Thank you for your comments Bea. I always enjoy them and am enlightened. When I watched the film of the bear I was thinking about the fact that all the living beings on our planet do what they need to do "make a living"...i.e. they search/find food, shelter, friends, mates, recreation, etc. Everything they do, we do...but we apply the insanity that somehow our doing of the activities that all of us do are the only ones that count. And...as you point out...if we capture/enslave them...then we think they must "earn their keep"...as if they choose to be enslaved in the first place.

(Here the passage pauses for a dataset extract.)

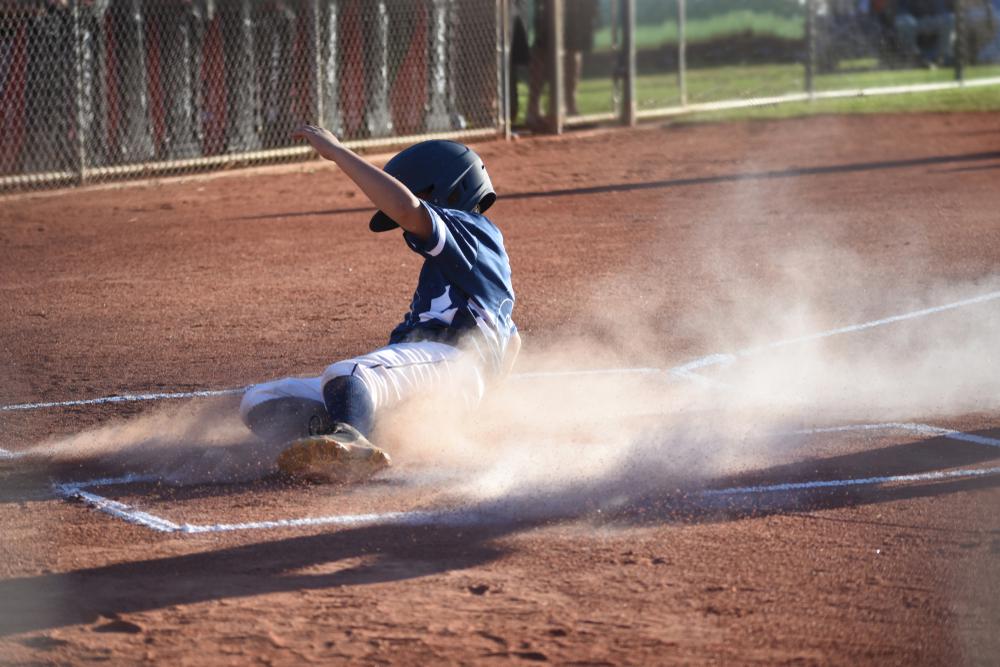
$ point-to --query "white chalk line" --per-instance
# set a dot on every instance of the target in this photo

I'm truly beginning to wonder if we aren't so divorced/disconnected from reality that we might never find our way home. At least going vegan is a step in the right direction. If you're like me, then you still struggle, as I do with getting upset with my past self. :-)

veganelder said...

Thank you for commenting HGV. Indeed...if apprehending that all living beings have an equal right to their lives and lifeways doesn't bring you to the realization that blindness to the obvious is the "norm" for the current version of human animals...nothing will.

Christine said...

An interesting and thought provoking post. I look back with deep regret concerning past actions and cannot understand why it took so long to go veggie than vegan. The gap between them being 18 years! I cannot understand why I never recognised the cruelty of confining animals in zoos and such like or the use of animals for labour. I guess that for me, like many people, I just did not make the connection, especially concerning the more subtle cruelties towards animals such as the use of animals in entertainment. Most of these animals have no choice other than to go along with what is required; they have no choice in the matter whatsoever. I think people need to be encouraged to think differently about animals and our relationship towards them. Many people still believe in the notion that animals exist for our use rather than as independent beings who exist for their own purposes and wish to live according to their nature.